Pushouts in category of topological spaces modulo homotopy Let $HTOP$ denote the category whose objects are topological spaces  and whose morphisms are equivalence classes of continuous maps modulo homotopy equivalence. I m wondering what are the properties of this category. Does it have products, coproducts, pushouts ? I tried searching Google but it seems I don't know the right keywords
 A: This category is often called simply “the homotopy category.” It has effectively no limits and colimits, other than products and coproducts which are constructed as in TOP. It was the first natural example of a non-concrete category, as proven by Freyd in “homotopy is not concrete.”
More commonly studied is its full subcategory spanned by the CW complexes, which is equivalent to the category of all spaces localized at the weak homotopy equivalences. This continues to lack any good categorical properties. It doesn’t even have a generating set, though the category of pointed connected CW complexes modulo homotopy famously does—namely, the spheres, by Whitehead’s theorem.
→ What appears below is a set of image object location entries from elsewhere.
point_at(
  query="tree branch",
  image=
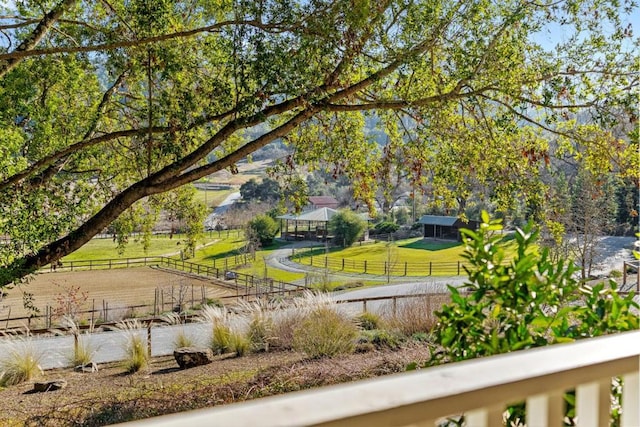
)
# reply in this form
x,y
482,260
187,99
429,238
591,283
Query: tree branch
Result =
x,y
9,61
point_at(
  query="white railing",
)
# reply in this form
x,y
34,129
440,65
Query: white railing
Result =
x,y
481,389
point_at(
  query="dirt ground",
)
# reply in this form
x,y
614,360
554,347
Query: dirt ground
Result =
x,y
110,396
118,288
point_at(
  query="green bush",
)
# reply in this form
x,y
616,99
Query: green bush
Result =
x,y
347,227
368,321
325,333
523,302
265,229
380,338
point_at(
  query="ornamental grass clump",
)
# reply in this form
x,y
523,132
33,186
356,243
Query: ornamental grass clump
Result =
x,y
287,318
413,315
228,333
21,361
325,332
136,354
83,349
181,338
261,325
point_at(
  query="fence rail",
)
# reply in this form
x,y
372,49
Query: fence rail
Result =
x,y
382,268
246,286
481,389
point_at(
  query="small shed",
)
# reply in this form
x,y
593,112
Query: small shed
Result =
x,y
445,227
318,202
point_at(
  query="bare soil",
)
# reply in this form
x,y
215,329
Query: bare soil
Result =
x,y
110,396
118,288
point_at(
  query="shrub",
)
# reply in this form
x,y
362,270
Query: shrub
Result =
x,y
380,338
136,355
325,333
524,302
368,321
20,363
346,227
265,228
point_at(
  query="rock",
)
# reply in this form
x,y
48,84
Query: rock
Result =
x,y
188,357
53,385
88,367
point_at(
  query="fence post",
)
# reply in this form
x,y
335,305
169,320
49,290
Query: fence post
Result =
x,y
149,338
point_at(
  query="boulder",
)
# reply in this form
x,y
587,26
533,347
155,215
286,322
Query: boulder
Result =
x,y
53,385
188,357
88,367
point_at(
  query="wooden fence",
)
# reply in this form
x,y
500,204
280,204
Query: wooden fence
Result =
x,y
382,268
246,286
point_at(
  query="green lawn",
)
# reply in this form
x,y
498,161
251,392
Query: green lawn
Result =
x,y
212,198
411,250
106,248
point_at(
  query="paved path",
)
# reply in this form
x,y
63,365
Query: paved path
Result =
x,y
279,259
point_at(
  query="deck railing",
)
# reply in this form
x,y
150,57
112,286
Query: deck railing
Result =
x,y
480,389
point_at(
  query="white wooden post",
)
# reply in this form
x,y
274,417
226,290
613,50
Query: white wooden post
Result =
x,y
593,403
546,410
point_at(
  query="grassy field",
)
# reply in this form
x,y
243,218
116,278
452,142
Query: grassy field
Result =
x,y
415,250
106,248
212,198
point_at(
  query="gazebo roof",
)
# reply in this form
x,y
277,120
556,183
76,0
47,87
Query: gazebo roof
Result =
x,y
438,220
318,215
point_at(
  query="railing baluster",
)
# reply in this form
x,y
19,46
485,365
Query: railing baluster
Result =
x,y
630,400
592,403
484,417
546,410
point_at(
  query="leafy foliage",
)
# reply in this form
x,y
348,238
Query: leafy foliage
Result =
x,y
528,301
105,106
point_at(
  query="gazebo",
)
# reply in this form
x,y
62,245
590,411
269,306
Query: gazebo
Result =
x,y
445,227
310,225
These various homotopy categories are the ur-examples of homotopy categories of model categories, which were invented in large part to get around the non-existence of categorical constructions in homotopy categories by allowing the construction of homotopically meaningful limits and colimits. For instance, a homotopy pushout of $A\leftarrow C\to B$ represents maps from $A,B$, not which are equal on $C$ like a pushout in Top, nor which are equal on $C$ up to homotopy like a (non-existent) pushout in the homotopy category, but maps from $A$ and $B$ together with a chosen homotopy between them on $C$. This is the double mapping cylinder. The more recent theory of $\infty$-categories is also designed in large part to make homotopy limits and colimits behave more like ordinary limits and colimits.